WQWY

Bellwood, Pennsylvania; United States;
- Broadcast area: Altoona, Pennsylvania
- Frequency: 103.9 MHz
- Branding: WOWY 103.9

Programming
- Format: Classic hits

Ownership
- Owner: Seven Mountains Media; (Southern Belle Media Family, LLC);
- Sister stations: WALY, WFBG, WFGY, WRKY-FM, WTNA

History
- First air date: March 28, 1970 (as WHGM)
- Former call signs: WHGM (1966–1987); WALY (1987–2023);
- Call sign meaning: similar to WOWY

Technical information
- Licensing authority: FCC
- Facility ID: 58312
- Class: A
- ERP: 380 watts
- HAAT: 280 meters (920 ft)
- Transmitter coordinates: 40°33′57″N 78°26′36″W﻿ / ﻿40.56583°N 78.44333°W

Links
- Public license information: Public file; LMS;
- Webcast: Listen Live
- Website: wowyonline.com

= WQWY =

WQWY (103.9 FM, "WOWY 103.9") is an American radio station serving the Altoona, Pennsylvania, area. The station is owned by Seven Mountains Media. currently playing a classic hits format, simulcasting WOWY from State College.

==History==
The station began playing a format of Top 40 and middle of the road music in its early days, first signing on as WHGM on March 28, 1970, more than three and a half years after the construction permit had been issued in the spring of 1966.

WHGM was originally owned by John Powley, whose interests were primarily in television. Powley owned a financial stake in KHFI AM-FM-TV in Austin, Texas, and would sign on an ABC-TV affiliate in Altoona six years later, known as WOPC-TV.

On New Year's Eve of 1986, the station was sold to Mid-Atlantic Radio, Inc., a company headed by Gregory Guise. The sale happened about ten months after Powley had sold the license of his television station, which had been silenced due to financial problems. The format was then changed to adult contemporary and the station moved from its transmitter location atop Wopsononock Mountain in Dysart to downtown Altoona. The following March 9, 1987, the call sign was changed to WALY. WALY was later used on a Local Access Channel in the early 90s.
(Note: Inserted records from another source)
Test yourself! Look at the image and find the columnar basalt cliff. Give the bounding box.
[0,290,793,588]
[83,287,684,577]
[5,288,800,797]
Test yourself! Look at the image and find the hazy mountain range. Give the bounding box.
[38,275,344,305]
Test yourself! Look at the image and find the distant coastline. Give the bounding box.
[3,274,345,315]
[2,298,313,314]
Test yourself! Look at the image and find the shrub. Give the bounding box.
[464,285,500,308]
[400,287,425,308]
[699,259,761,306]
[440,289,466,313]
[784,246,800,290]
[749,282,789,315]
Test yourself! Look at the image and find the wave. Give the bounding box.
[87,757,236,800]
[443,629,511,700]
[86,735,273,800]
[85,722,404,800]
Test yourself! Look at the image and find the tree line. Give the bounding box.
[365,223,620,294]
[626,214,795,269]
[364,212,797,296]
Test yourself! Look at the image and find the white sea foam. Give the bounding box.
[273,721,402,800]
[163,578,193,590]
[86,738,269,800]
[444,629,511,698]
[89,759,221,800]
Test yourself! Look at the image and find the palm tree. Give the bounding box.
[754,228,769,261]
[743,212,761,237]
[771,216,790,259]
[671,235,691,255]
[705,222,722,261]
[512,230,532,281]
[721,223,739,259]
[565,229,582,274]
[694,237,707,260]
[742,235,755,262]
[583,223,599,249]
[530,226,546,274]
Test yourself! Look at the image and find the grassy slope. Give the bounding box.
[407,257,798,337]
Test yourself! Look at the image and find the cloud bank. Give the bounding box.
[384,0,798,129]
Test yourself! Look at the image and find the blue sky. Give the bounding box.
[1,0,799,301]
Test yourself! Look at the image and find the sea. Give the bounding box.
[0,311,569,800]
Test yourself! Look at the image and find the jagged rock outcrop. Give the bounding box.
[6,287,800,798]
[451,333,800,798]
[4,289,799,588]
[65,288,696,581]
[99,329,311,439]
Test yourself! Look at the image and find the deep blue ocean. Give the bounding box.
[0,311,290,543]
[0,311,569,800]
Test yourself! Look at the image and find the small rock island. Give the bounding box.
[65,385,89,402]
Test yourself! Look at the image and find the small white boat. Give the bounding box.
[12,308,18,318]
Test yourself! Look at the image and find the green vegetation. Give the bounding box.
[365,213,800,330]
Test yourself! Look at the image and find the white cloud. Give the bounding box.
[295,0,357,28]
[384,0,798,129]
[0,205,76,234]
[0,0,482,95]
The station was sold again to S&P Broadcasting in February 1989 for $1 million, and then to Forever Broadcasting, Inc. in 1997.

Founder John Powley died in 2008.

It was announced on October 12, 2022, that Forever Media was selling 34 stations and 12 translators, including WALY and the entire Altoona cluster, to State College-based Seven Mountains Media for $17.375 million. The deal closed on January 1, 2023.

On March 23, 2023, WALY changed its format from adult contemporary to a simulcast of classic hits-formatted WOWY in State College. The call sign changed to WQWY on March 27, 2023; the WALY call sign moved to WWOT, which also picked up WALY's adult contemporary format.

==Sister stations==
The sister stations of WQWY in the Altoona market are 98.1 WFGY, 100.1 WALY, 104.9 WRKY-FM, 1290 WFBG, and 1430 WTNA.